The colon examination is more complex than it might seem at first
glance. A good colon examination requires a careful examination
with an individual in the room who is experienced and knows how
to negotiate the colon to get good visualization.
With the colonoscope, you should be adequately sedated so that
the pain is minimal, and the colonoscope must be advanced throughout
the entire colon. The colon has many folds and creases, and it is
important to make an effort to look behind each fold and crease
in an effort to visualize the colon adequately.
For barium enemas, the barium can obscure polyps that are along
the side of the colon. It would be much like dropping a marble in
a bottle of milk. It may be difficult to see the marble unless it
is sitting just right. For this reason, it is important for the
physician to have a hand on the abdomen and to thin out the column
of barium as it is being inserted through the rectum. This will
allow the "marble" to be seen and to be positioned against
the wall of the bowel in a way that will make it more visible.

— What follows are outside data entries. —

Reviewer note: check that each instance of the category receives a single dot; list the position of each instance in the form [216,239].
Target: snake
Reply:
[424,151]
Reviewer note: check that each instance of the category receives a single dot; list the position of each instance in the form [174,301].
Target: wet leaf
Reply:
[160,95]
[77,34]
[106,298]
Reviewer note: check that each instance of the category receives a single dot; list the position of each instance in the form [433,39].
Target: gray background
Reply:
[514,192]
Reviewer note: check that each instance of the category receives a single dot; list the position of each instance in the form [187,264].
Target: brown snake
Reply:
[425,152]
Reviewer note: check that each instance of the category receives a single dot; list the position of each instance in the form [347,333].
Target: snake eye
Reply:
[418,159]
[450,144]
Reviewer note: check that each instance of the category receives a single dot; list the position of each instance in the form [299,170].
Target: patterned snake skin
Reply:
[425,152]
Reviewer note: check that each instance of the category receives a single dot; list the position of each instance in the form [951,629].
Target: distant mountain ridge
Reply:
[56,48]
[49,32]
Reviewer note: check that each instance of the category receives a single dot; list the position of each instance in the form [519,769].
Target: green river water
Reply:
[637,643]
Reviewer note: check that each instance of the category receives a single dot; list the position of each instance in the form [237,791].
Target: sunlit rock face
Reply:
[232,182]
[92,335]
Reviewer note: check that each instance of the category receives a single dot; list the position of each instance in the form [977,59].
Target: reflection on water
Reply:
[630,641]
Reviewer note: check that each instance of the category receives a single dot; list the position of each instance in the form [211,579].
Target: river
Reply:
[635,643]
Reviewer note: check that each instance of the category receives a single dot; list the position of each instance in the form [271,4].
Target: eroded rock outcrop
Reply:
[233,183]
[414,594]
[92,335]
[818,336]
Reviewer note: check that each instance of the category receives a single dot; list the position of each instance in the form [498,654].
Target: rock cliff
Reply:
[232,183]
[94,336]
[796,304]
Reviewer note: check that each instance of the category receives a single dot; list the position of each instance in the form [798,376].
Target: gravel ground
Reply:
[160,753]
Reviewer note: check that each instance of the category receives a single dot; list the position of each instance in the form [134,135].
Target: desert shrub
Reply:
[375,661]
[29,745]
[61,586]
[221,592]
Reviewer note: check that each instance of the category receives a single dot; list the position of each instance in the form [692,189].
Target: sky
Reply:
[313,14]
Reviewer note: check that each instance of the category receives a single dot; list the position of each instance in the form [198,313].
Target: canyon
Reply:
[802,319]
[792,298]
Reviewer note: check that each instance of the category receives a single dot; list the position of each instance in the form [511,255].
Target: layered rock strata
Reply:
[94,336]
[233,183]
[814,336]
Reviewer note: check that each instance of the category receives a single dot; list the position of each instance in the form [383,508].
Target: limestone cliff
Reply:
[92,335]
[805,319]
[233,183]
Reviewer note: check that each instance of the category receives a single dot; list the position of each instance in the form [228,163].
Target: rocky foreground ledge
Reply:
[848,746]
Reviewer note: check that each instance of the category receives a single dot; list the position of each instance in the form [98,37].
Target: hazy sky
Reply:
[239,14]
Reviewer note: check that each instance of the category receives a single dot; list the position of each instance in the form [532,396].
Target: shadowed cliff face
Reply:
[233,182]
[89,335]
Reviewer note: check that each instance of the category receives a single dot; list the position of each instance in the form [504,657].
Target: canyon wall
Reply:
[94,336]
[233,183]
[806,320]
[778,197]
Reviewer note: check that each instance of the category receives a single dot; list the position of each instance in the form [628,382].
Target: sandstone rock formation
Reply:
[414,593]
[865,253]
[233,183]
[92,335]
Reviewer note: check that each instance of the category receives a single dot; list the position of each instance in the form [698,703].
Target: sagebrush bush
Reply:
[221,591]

If you are going to be sedated for either a colonoscopy or a barium
enema, then you will need to have someone who will take you home
following the examination.
"Why is colon cleansing necessary prior to examination?"
Cleansing of the colon prior to the examination is most important
to obtain an adequate examination. Inadequate cleansing can result
in either inadequate visualization of the colon by the colonoscope,
or a piece of stool can masquerade as a polyp and confuse the radiologist.
There are multiple different types of regimens. They generally include
oral intake of agents that will mechanically clean out the colon,
and restricting the diet to liquids for at least 24 hours prior
to the examination. The most common methods are either using a large
volume of fluid to wash out the colon or a small volume of irritant
which cause the bowel to increase its motility and thereby evacuating
the colon. Different physicians have had experience and success
with one type of cleansing or another. None is proven to be superior
to another. It is your obligation to clean the colon and if you
have had experience with a particular type of cleansing regimen
that you find distasteful or unacceptable, then you should ask your
physician for a different type of regimen. Individuals tolerate
different oral cleansing agents differently, and you should not
be embarrassed to address this issue with your physician or the
healthcare associates in the physician's office.
"Are there other alternatives to colonoscopy or barium
enema?"
Because these tests are often considered somewhat unpleasant, other
alternatives have been sought. Ultrasound is being pursued but its
sensitivity is very low and this point and should not be considered
as an acceptable alternative. Similarly, CAT scans have been used
as a "virtual colonoscopy." These CAT scans are able to
see polyps that are larger than one centimeter in size, but cannot
distinguish a piece of stool from a polyp. In addition, it does
not see the smaller polyps which can be equally meaningful to identify.
It is safe to assume that as technology improves, virtual colonoscopy
may become an alternative, but it probably will not be a satisfactory
alternative in the near future.
"What precautions are necessary after the colonoscopy?"
Generally there are few if any restrictions following the colonoscopy.
If sedations were given, someone will need to drive you home. Some
physicians request patients to limit their activities and stay on
a liquid diet for a few hours. Complications from colonoscopy are
rare. If they occur they can happen even several weeks after the
procedure and are not subtle. Usually severe pain or bleeding is
the first sign of a complication after colonoscopy.